Holiday Apartments in Amsterdam

By: Gaizka Pujana

In line with the rest of Europe, it is safe then to assume Amsterdam holiday apartment rental will remain big business for as long as the demand for freedom of space and connection with local communities exists - luxuries rarely afforded by a stay in a hotel. Or is it?

An Amsterdam holiday apartment owner recently passed on advice outlining a government crackdown on the Amsterdam short-term rental industry including Amsterdam apartment rentals for rental periods less than six months. The Amsterdam apartment owner sited illegal hotels operating in Amsterdam and a housing shortage as the reasons behind the Government's crackdown, and went so far as to remove his short-term holiday let from the market pending the introduction of permits, which, he explained, would allow the rental of Amsterdam holiday apartments to tourists.

The holiday apartment owner in question remains hopeful that permits will materialise in time for the summer crowds, but do his concerns have a basis in reality?

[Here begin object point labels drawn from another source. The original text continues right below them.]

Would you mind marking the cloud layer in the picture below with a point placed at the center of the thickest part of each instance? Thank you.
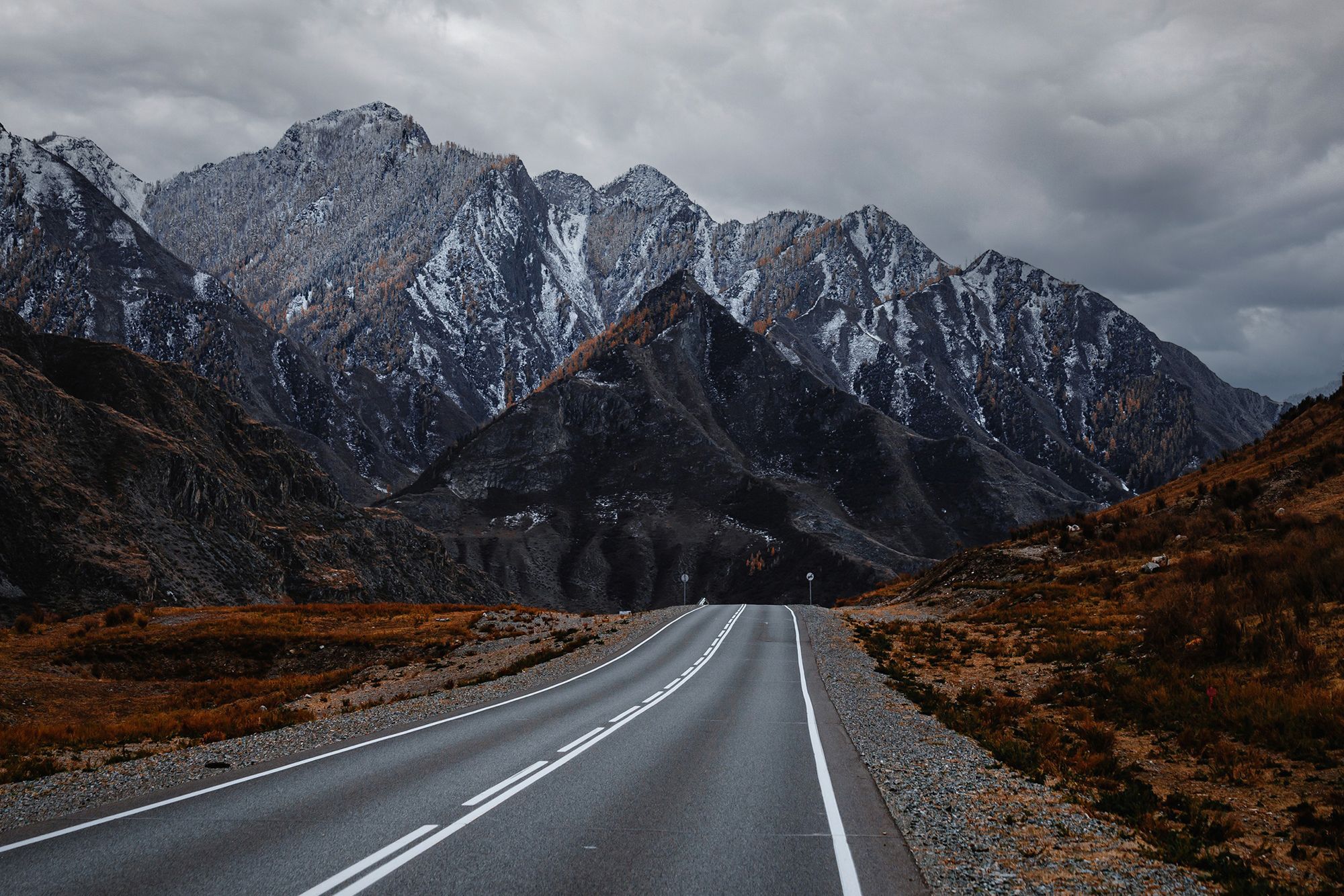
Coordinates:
(1186, 159)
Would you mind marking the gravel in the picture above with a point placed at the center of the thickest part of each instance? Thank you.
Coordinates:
(974, 825)
(61, 795)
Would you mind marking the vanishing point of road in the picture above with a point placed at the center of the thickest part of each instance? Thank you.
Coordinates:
(705, 760)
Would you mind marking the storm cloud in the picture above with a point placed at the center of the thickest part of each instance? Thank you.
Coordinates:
(1186, 159)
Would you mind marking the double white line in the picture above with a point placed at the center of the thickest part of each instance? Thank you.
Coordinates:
(419, 842)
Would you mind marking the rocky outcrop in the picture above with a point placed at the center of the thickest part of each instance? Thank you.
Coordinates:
(682, 441)
(128, 480)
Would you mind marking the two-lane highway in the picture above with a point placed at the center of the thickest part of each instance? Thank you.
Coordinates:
(706, 758)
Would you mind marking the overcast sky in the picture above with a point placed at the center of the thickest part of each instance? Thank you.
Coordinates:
(1185, 159)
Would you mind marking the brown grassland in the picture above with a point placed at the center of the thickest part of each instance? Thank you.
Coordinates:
(76, 694)
(1201, 701)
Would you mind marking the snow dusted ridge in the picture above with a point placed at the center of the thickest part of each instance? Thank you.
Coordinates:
(456, 281)
(75, 261)
(127, 191)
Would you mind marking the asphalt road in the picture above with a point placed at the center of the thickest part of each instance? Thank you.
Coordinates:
(697, 762)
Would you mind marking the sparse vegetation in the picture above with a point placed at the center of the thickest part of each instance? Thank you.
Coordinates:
(1174, 660)
(97, 688)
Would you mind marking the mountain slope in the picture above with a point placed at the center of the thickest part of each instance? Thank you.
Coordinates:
(679, 440)
(1174, 660)
(128, 480)
(458, 281)
(73, 263)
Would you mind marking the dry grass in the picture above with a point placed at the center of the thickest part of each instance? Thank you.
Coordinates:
(1202, 703)
(81, 691)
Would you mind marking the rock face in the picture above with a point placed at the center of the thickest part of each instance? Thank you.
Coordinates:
(682, 441)
(458, 283)
(128, 480)
(75, 261)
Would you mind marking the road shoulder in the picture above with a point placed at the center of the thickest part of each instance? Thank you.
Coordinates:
(971, 824)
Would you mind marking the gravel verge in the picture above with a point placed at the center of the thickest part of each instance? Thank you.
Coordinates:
(61, 795)
(974, 825)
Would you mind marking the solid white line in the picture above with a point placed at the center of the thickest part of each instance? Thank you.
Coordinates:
(342, 877)
(440, 836)
(326, 756)
(579, 741)
(624, 714)
(490, 792)
(849, 877)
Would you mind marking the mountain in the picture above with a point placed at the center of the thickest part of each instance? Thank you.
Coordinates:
(456, 283)
(1320, 392)
(679, 440)
(1174, 660)
(128, 480)
(75, 263)
(127, 191)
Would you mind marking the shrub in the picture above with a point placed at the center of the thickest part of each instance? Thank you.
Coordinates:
(119, 616)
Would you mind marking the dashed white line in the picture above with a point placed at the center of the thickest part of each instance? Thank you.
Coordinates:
(440, 836)
(626, 714)
(342, 877)
(225, 785)
(579, 741)
(490, 792)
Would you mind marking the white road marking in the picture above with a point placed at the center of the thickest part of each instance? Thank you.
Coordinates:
(225, 785)
(490, 792)
(579, 741)
(849, 877)
(440, 836)
(626, 714)
(342, 877)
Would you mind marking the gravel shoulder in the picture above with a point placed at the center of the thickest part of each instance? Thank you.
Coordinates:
(61, 795)
(974, 825)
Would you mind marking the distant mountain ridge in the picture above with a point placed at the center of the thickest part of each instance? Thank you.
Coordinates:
(73, 261)
(679, 441)
(130, 480)
(455, 283)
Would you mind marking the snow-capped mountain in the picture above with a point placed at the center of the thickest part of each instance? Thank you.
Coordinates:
(681, 441)
(75, 264)
(127, 191)
(454, 283)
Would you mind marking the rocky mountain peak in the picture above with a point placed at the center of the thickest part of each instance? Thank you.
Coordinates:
(127, 191)
(644, 187)
(569, 193)
(372, 123)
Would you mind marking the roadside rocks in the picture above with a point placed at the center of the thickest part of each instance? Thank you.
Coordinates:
(974, 825)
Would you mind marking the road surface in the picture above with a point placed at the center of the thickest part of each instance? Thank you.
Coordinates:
(705, 760)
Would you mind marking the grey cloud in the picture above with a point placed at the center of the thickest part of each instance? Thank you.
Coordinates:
(1186, 159)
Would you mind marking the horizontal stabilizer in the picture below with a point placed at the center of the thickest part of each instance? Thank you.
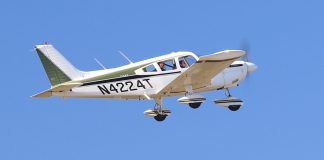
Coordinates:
(58, 88)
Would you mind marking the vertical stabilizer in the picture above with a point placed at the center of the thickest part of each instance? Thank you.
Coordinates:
(58, 69)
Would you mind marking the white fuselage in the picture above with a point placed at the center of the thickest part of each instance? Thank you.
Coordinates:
(147, 85)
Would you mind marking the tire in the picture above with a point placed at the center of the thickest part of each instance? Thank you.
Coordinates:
(160, 117)
(234, 107)
(195, 105)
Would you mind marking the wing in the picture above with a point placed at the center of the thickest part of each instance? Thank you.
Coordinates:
(200, 73)
(57, 88)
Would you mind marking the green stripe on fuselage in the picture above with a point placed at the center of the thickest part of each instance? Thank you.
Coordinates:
(116, 74)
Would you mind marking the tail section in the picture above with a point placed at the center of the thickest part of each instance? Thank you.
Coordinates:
(58, 69)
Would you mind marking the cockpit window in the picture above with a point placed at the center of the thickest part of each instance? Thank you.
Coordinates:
(186, 61)
(167, 65)
(149, 68)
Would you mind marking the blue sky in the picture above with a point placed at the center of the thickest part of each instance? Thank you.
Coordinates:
(282, 117)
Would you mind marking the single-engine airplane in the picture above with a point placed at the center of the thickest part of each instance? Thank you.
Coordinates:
(180, 73)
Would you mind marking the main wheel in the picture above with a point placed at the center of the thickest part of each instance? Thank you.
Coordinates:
(234, 107)
(160, 117)
(195, 105)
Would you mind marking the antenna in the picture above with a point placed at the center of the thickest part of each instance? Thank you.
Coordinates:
(120, 52)
(100, 64)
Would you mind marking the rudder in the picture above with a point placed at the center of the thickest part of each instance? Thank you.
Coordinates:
(58, 69)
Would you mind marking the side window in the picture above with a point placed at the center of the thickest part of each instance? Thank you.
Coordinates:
(186, 61)
(149, 68)
(167, 65)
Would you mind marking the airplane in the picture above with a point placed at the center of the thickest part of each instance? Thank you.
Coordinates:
(181, 73)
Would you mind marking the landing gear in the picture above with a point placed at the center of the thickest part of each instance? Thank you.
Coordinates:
(158, 113)
(234, 107)
(195, 105)
(230, 102)
(192, 99)
(160, 117)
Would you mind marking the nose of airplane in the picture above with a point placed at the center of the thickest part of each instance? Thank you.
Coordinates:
(251, 67)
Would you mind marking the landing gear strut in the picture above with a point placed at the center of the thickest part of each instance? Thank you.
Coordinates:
(192, 99)
(230, 102)
(158, 113)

It remains easy to book short rental periods for Amsterdam accommodation including apartments in Amsterdam. The normal required minimum length of stay is three days, but can sometimes be even shorter. And there are plenty of apartment owners and agencies specialising in Amsterdam apartments operating on the Internet. A quick look through google using such popular search phrases as 'holiday Amsterdam apartment' or 'apartment rental Amsterdam' does little to corroborate our cautious apartment owner's concerns.

In fact the only information in support of a government crackdown is a dubious forum post and subsequent thread that alleges the action against certain types of accommodation in Amsterdam extends to customers: Unfortunate holiday goers have allegedly been evicted from premises up-and-down Amsterdam, and turfed out like yesterday's newspapers, onto the street. But, if this were true, one might expect a trail of complaints and warnings to other leisure travellers left by unhappy consumers, of which there is none in evidence.

It is possible there is some bureaucratic oddity to circumnavigate when placing an apartment in Amsterdam on the market for holiday rentals. In Catalunya, Spain, for example, a law exists stating that in some areas holiday rentals must be registered with the council. But since Spanish law holds jurisdiction over Catalunyan law, a rental contract between the landlord and guest negates this apparent necessity.

Similar could be so for at least some areas of Amsterdam. The dodgy forum post claims the Dutch government is targeting illegal hotels including short term apartments in the centrum [sic]. Inner city problems could convincingly explain the need for monitoring the use of dwellings, especially in areas of high housing need. But there is a wide gap between monitoring and targeting.

When all is said and done, the likelihood of the authorities kicking you out of your holiday apartment in Amsterdam seem slim at a conservative estimate, and probably fantastical. Nor are there any reliable grounds for concern for owners of holiday apartments. Holiday apartments Amsterdam has mileage in the tourist industry yet.